I did not know that, thank you.
reportbug has a "debian-installer" flag, I assumed it was for this purpose.

> I'm the guy who's done the work for the mixed-EFI case here. How did
> you get the amd64 installer DVD to boot on your 32-bit UEFI system in
> the first place? That's an important (and harder) part of this. It's
> the reason why I explicitly only added support for mixed-EFI to our
> multi-arch i386/amd64 CDs and DVDs in the first place...

Actually, that was the easy part.

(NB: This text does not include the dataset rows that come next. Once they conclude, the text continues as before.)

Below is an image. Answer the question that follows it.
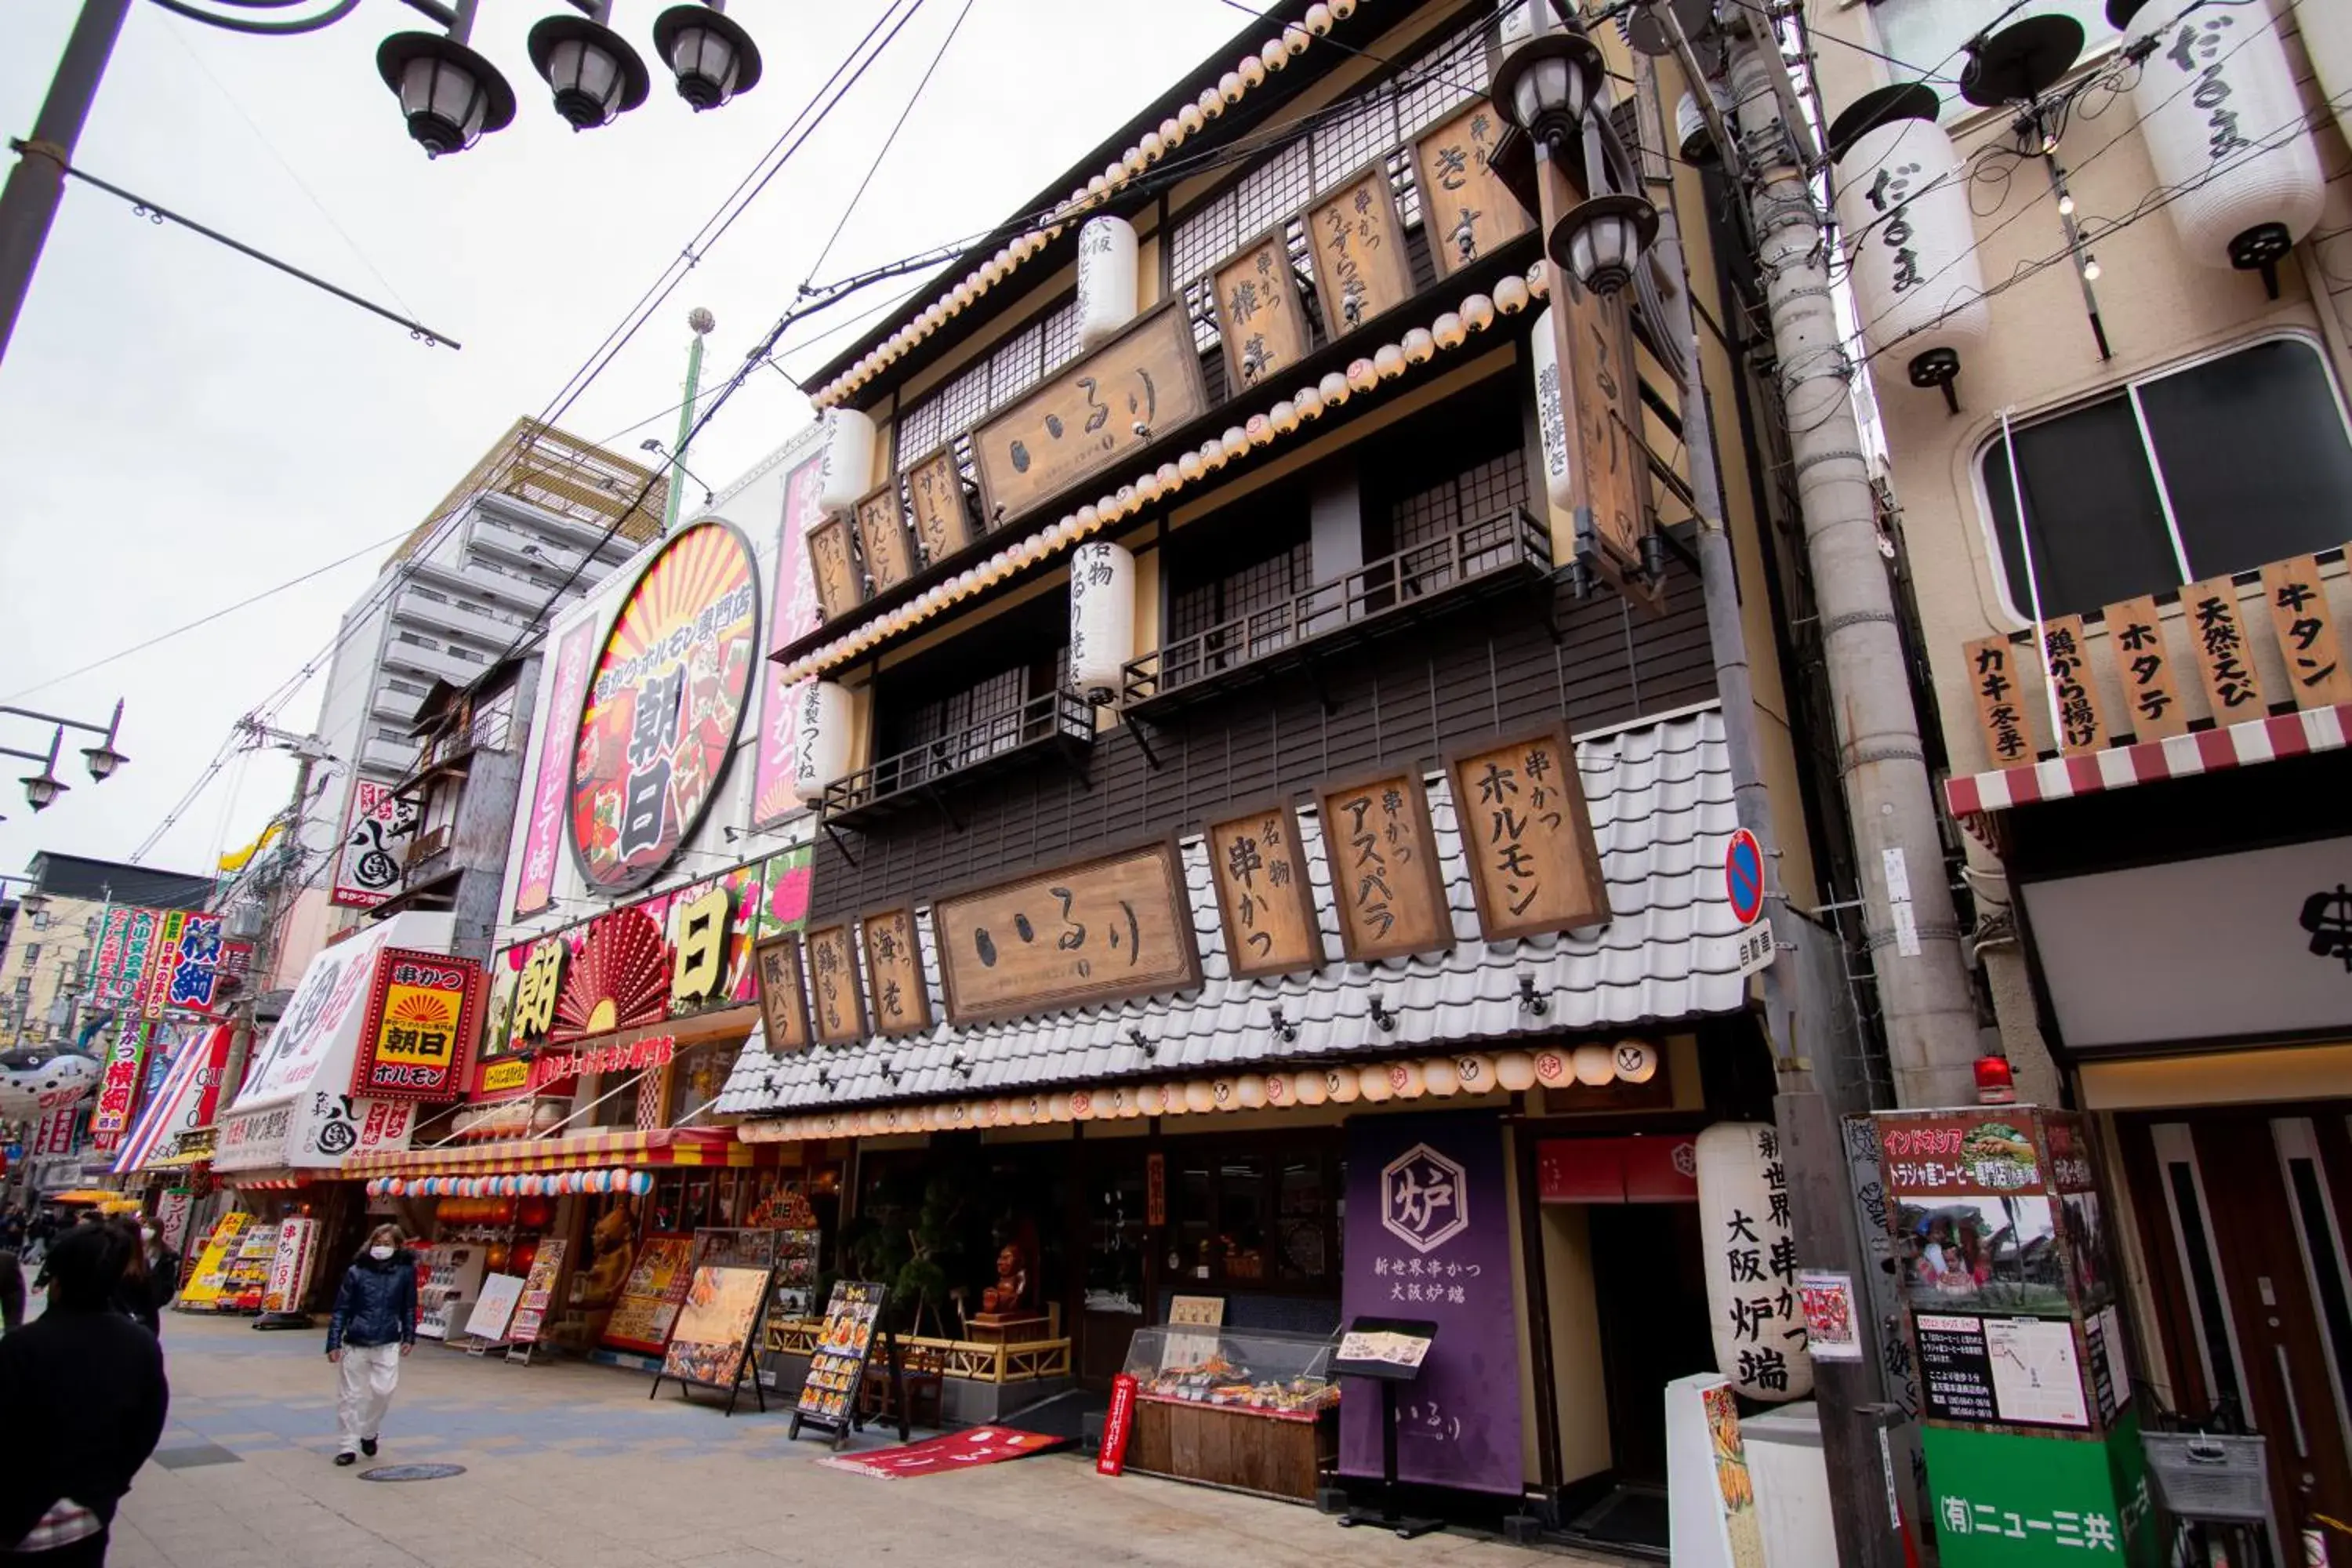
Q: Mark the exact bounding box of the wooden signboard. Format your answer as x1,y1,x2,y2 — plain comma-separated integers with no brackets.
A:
853,482,916,594
1961,634,2034,768
1445,725,1610,940
859,906,931,1036
1314,771,1453,964
2038,615,2111,757
1559,271,1646,571
804,924,866,1047
789,1279,906,1448
1205,799,1321,979
1412,100,1530,276
1211,230,1311,394
971,303,1210,529
2099,597,2190,741
2180,575,2272,721
904,446,976,567
931,839,1202,1025
1306,165,1414,341
807,514,864,623
652,1263,772,1415
753,934,811,1055
2259,554,2352,708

Except for a custom built grub-efi-i386 and
some manual fiddling to find the install disc, I didn't need to do anything.

I've been experimenting with a bunch of Intel Bay Trail tablets lately, and
they all come with a full-featured (as far as Atom goes) 64bit Atom CPU.
However, since the manufacturers usually only fit 1 or 2 GB of RAM into their
devices, they ship with a 32bit Windows 8, and consequently, only a 32bit UEFI
BIOS.

All those UEFI BIOSes I've seen so far will boot any 32 or 64 bit Linux kernel
just fine, provided that:
- you have a 32bit EFI bootloader (like grub-efi-ia32)
- you disable Secure Boot or register the bootloader as trusted
- the 32bit bootloader will load a 64bit kernel (which grub-efi-ia32 does)

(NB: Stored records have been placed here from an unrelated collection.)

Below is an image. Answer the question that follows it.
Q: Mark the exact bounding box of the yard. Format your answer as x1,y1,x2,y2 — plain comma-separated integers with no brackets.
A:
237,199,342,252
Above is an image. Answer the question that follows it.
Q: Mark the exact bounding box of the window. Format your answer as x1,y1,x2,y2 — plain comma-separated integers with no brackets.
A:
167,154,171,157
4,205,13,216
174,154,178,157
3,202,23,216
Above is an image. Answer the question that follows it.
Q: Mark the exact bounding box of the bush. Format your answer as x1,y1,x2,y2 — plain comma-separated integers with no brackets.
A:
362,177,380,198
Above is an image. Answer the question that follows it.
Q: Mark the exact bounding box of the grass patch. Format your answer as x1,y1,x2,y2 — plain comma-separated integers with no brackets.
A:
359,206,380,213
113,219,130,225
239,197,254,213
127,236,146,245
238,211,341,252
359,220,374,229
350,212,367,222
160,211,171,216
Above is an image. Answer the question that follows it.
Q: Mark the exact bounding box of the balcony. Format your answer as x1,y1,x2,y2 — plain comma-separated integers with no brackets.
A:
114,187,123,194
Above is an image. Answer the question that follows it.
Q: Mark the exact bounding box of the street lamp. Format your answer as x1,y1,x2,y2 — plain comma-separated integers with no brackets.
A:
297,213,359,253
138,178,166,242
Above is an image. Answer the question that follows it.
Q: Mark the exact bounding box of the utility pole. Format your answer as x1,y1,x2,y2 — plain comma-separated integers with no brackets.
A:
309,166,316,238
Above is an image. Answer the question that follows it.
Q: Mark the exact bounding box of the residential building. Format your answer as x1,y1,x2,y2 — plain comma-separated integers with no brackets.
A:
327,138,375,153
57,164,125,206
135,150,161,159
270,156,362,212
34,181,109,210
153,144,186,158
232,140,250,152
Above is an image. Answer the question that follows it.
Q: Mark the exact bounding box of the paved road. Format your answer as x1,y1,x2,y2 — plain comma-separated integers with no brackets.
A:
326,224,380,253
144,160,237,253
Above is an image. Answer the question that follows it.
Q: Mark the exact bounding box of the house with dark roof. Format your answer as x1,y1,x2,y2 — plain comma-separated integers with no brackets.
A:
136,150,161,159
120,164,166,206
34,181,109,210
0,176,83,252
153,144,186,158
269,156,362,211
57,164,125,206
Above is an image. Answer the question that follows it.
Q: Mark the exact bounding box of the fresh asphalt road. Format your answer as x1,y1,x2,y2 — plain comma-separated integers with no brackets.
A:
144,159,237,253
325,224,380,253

When building grub-efi, you also need to make sure that all necessary modules
are compiled in, as grub will refuse to load external modules in Secure Boot mode.

I should note though that not everything is running smoothly yet. On one
particular device, the installed system only boots occasionally, usually just
hanging at the Loading initrd... prompt. Further research is necessary.